The results of the paper indicated that the method would have an HR@10 of 68%, but my version only had 17%! In reading the paper closer to understand what went wrong, a single line described how the authors bumped up their results by removing a large section of data to choose from, making the problem much easier to solve and justified this practice by referencing two other papers. “Since it is too time consuming to rank all items for every user during evaluation, we followed the common strategy [6, 21] that randomly samples 100 items that are not interacted by the user, ranking the test item among the 100 items.” After reading this, I added this augment in the problem and found my 17% jumped to 53%! This still wasn’t the 68% claimed, as

This last example also highlights another problem the Google researcher addressed in their paper; that of improper protocol. The testing of various models should mean that models are what’s being tested. But as in my case, the handling of data was different, and in many other cases, we’re not setting up an exact one-to-one to test models. We’re testing algorithms, techniques, not just single decision makers but rather a set of instructions for getting the best result. As we’ve seen, when so much change can occur from algorithm to algorithm, it isn’t always the fancy new model that’s capable of acquiring better results.

So what needs changing?

  1. With any given dataset, an established protocol for handling the data and assessing performance must be established. This also delves into p-value hacking where there have been reported cases of researchers rerunning tests on different seeds just to edge out performance.

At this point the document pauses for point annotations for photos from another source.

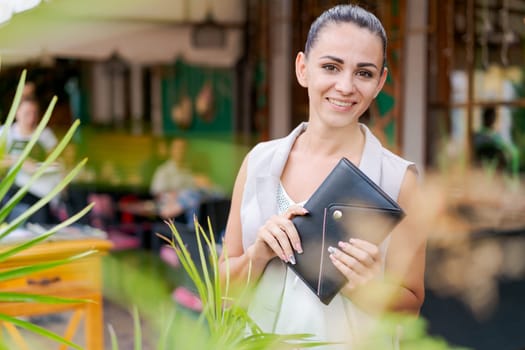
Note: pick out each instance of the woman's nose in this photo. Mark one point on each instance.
(345, 85)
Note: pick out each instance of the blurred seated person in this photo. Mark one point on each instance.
(491, 147)
(176, 192)
(18, 136)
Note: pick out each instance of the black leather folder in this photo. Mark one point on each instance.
(347, 204)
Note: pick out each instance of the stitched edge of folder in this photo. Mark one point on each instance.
(322, 255)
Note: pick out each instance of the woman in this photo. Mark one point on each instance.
(343, 68)
(18, 136)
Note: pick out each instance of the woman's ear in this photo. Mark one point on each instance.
(300, 69)
(382, 81)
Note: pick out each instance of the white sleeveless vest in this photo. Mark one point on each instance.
(265, 165)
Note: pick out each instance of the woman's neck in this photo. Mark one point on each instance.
(318, 141)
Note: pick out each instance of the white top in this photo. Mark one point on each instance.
(282, 303)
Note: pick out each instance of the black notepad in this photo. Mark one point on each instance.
(347, 204)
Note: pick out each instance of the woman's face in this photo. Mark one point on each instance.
(343, 73)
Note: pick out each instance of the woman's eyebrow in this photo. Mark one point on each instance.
(333, 58)
(366, 64)
(341, 61)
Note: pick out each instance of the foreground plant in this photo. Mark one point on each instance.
(7, 228)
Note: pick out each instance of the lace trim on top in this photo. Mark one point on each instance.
(283, 200)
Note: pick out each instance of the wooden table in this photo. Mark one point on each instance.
(79, 279)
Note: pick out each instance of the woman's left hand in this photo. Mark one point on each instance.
(358, 260)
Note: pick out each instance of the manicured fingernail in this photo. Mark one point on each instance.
(291, 259)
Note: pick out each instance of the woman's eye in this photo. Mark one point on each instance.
(330, 67)
(365, 74)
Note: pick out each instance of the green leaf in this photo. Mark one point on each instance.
(37, 330)
(12, 297)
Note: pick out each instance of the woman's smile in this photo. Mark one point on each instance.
(341, 103)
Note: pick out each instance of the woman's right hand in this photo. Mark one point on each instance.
(279, 237)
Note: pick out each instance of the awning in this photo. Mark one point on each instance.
(139, 31)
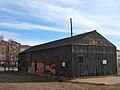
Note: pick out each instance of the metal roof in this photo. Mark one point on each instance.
(61, 42)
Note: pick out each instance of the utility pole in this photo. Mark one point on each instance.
(71, 27)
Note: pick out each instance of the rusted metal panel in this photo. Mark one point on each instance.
(93, 64)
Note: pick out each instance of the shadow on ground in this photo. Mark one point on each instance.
(20, 77)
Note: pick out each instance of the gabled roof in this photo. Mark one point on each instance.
(65, 41)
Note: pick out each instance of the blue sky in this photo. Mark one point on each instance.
(34, 22)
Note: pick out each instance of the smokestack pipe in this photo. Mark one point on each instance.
(71, 27)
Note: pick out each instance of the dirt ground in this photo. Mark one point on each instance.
(24, 81)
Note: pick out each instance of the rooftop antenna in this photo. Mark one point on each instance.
(71, 27)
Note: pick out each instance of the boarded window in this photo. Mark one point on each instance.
(80, 58)
(63, 64)
(104, 61)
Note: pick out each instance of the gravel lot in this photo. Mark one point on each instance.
(24, 81)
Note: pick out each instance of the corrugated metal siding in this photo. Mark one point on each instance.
(93, 60)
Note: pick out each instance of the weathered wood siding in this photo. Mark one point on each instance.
(49, 61)
(93, 64)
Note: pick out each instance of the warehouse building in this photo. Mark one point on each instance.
(87, 54)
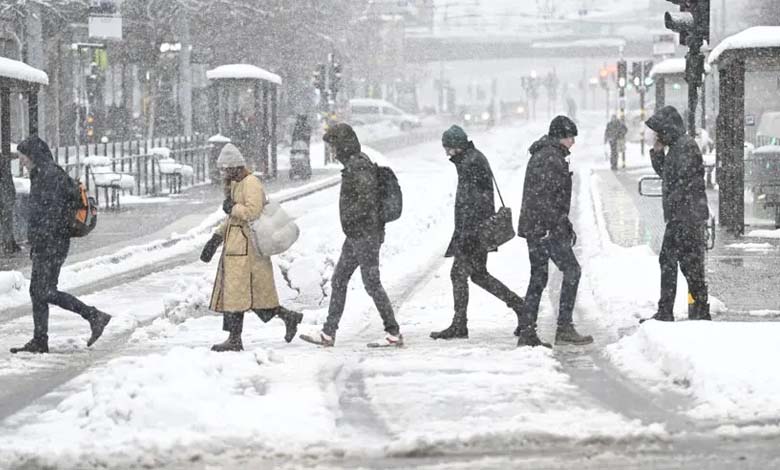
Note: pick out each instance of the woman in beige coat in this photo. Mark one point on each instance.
(245, 279)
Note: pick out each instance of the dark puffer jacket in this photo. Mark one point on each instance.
(360, 203)
(547, 191)
(53, 200)
(682, 169)
(474, 201)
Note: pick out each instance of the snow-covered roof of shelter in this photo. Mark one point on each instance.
(16, 70)
(755, 37)
(767, 150)
(673, 66)
(242, 71)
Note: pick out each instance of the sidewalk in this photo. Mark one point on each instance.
(148, 219)
(741, 271)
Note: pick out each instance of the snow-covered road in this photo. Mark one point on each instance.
(152, 394)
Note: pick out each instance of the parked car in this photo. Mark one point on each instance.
(370, 111)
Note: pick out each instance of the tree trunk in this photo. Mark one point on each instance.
(185, 74)
(36, 57)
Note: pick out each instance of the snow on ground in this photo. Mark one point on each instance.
(728, 369)
(129, 411)
(162, 397)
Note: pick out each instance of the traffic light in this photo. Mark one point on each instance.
(335, 77)
(636, 74)
(318, 78)
(622, 73)
(692, 22)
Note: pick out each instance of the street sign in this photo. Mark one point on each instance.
(104, 19)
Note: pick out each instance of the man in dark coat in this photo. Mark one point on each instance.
(474, 204)
(544, 223)
(360, 209)
(53, 200)
(615, 135)
(685, 213)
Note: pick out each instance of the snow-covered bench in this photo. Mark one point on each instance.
(173, 171)
(98, 170)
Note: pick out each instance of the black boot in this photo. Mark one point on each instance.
(233, 323)
(37, 345)
(700, 312)
(527, 337)
(457, 330)
(566, 334)
(659, 316)
(291, 321)
(97, 323)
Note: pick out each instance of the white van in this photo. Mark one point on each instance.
(369, 111)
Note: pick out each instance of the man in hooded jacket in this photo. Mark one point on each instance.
(360, 211)
(474, 204)
(53, 202)
(685, 213)
(544, 223)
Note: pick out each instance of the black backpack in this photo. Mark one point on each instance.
(390, 193)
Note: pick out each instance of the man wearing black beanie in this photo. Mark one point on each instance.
(544, 223)
(474, 203)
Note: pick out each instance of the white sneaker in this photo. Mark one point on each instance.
(322, 339)
(388, 341)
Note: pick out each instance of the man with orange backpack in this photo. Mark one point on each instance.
(53, 203)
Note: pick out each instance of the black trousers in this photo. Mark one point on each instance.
(474, 266)
(44, 278)
(540, 252)
(684, 245)
(360, 253)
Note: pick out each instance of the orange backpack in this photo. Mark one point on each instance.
(85, 217)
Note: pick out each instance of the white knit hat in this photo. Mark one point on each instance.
(230, 157)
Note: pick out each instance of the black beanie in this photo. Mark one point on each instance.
(455, 137)
(561, 128)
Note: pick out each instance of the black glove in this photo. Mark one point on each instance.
(210, 248)
(227, 205)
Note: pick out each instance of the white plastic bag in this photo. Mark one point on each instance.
(274, 231)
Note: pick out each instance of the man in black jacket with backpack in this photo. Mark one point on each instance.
(363, 223)
(474, 204)
(544, 223)
(53, 202)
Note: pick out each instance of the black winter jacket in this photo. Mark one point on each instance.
(681, 168)
(53, 200)
(474, 201)
(546, 192)
(360, 205)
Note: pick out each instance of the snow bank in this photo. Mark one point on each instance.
(764, 234)
(139, 411)
(16, 70)
(755, 37)
(728, 368)
(242, 71)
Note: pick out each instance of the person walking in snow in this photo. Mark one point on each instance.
(245, 279)
(360, 210)
(53, 203)
(615, 135)
(544, 223)
(474, 203)
(685, 212)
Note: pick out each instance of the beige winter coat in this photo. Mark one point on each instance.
(245, 280)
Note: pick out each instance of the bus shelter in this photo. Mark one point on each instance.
(15, 77)
(244, 102)
(748, 70)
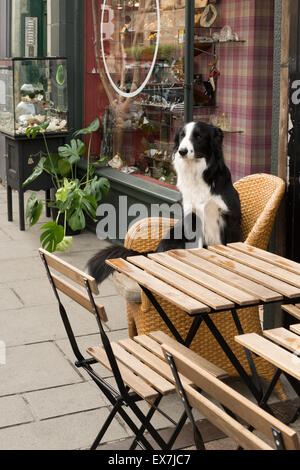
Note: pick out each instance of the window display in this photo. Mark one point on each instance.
(34, 92)
(140, 52)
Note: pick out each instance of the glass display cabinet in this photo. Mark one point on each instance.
(33, 91)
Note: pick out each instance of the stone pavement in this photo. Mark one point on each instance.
(45, 402)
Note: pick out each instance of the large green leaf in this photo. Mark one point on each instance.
(93, 127)
(64, 167)
(77, 220)
(38, 170)
(72, 152)
(34, 209)
(97, 186)
(65, 245)
(52, 236)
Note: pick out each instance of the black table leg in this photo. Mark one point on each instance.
(9, 204)
(232, 358)
(21, 210)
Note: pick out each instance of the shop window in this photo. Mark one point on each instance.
(141, 62)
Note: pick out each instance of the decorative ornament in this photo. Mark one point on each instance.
(209, 16)
(116, 163)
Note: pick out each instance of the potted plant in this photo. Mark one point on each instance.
(75, 196)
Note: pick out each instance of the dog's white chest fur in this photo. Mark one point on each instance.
(197, 197)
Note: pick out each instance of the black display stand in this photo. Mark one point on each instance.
(22, 155)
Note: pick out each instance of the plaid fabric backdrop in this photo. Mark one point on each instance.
(245, 85)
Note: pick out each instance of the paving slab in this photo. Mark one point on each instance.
(43, 323)
(115, 307)
(13, 410)
(61, 401)
(35, 367)
(9, 299)
(17, 270)
(69, 432)
(4, 238)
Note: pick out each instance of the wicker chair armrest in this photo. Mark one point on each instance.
(146, 234)
(260, 234)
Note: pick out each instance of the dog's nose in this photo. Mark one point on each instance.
(183, 152)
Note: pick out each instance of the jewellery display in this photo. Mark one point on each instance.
(146, 61)
(35, 93)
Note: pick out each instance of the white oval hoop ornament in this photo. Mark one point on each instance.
(138, 90)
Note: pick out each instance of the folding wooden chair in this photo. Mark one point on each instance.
(138, 366)
(131, 388)
(234, 405)
(280, 347)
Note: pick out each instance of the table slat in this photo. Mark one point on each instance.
(250, 273)
(258, 264)
(295, 329)
(160, 288)
(163, 338)
(278, 356)
(293, 310)
(236, 295)
(233, 279)
(182, 283)
(263, 255)
(285, 338)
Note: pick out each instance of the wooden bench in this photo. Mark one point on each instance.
(272, 433)
(280, 347)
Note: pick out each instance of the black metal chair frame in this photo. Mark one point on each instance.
(122, 397)
(199, 443)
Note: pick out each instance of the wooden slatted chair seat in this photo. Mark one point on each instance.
(238, 415)
(143, 365)
(281, 348)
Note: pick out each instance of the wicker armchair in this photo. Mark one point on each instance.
(260, 196)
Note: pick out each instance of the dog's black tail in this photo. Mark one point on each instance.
(97, 267)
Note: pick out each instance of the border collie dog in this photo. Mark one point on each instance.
(210, 203)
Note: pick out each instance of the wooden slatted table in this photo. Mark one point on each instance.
(221, 278)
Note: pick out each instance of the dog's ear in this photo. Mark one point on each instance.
(216, 165)
(176, 140)
(217, 137)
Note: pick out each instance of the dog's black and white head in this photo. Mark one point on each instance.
(199, 140)
(200, 144)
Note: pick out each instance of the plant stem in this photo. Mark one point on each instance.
(88, 162)
(65, 224)
(49, 155)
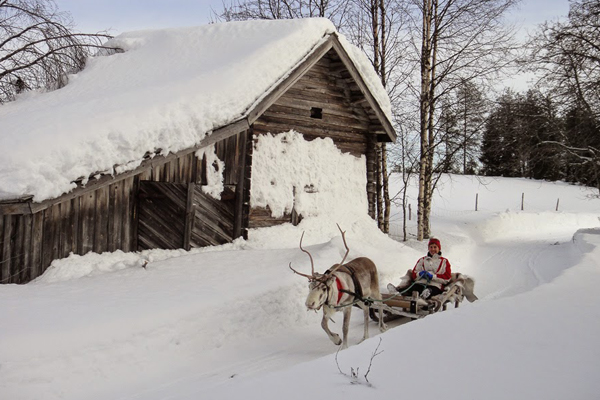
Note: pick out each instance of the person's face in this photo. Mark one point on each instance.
(433, 248)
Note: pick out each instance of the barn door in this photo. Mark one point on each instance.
(175, 216)
(162, 209)
(213, 219)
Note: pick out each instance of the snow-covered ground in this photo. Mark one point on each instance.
(229, 321)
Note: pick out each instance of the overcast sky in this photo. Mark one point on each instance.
(125, 15)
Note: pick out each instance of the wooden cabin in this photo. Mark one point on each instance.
(160, 204)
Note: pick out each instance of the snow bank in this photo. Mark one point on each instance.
(168, 90)
(314, 177)
(513, 225)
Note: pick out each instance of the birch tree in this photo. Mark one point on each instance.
(460, 41)
(38, 47)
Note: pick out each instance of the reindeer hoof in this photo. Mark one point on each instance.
(336, 339)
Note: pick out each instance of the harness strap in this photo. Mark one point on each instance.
(341, 289)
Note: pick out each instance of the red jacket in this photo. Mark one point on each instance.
(436, 264)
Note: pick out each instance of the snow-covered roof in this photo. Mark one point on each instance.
(168, 90)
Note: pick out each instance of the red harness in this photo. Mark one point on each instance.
(340, 287)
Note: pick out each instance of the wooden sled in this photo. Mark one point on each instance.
(396, 305)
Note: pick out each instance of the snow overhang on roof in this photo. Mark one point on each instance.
(170, 90)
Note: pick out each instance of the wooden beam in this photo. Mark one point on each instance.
(364, 88)
(273, 94)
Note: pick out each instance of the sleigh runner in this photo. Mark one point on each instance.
(401, 302)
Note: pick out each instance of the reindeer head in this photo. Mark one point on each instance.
(319, 285)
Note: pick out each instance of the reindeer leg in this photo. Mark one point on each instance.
(334, 337)
(347, 314)
(382, 325)
(366, 315)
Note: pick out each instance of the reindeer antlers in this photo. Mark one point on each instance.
(312, 264)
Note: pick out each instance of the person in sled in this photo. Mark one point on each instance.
(429, 275)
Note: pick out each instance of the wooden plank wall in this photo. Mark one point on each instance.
(100, 220)
(212, 220)
(162, 215)
(324, 86)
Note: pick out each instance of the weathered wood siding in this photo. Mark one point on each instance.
(103, 217)
(162, 214)
(322, 103)
(212, 220)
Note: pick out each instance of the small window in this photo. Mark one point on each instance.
(316, 113)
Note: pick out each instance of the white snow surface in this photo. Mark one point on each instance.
(168, 90)
(310, 176)
(229, 321)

  2. Understand how any new improvement affects the field at large. Some useful techniques are only useful for specific datasets, such as the Netflix Prize favoring matrix factorization on sparse datasets rather than all kinds of datasets. Because of this, we venture close to overfitting data with any established dataset that may not be representative of real-world environments.

  3. We should be more critical of hyperparameter optimization. A lot of improvements in the ConvNeXt paper demonstrates that proper tuning is required to get good results. Knowing the boundaries of proper hyperparameters to test, proper data handling, and what algorithm improvements can be made to fit the problem being addressed can far improve performance than simply using a better algorithm.

With so many moving parts in any given ML task it is most important to note how to take advantage of each moving part to optimize performance. In research we take time to investigate new tools, but unless there’s a juicy million dollar prize, we don’t take the time to truly push them to their fullest potential!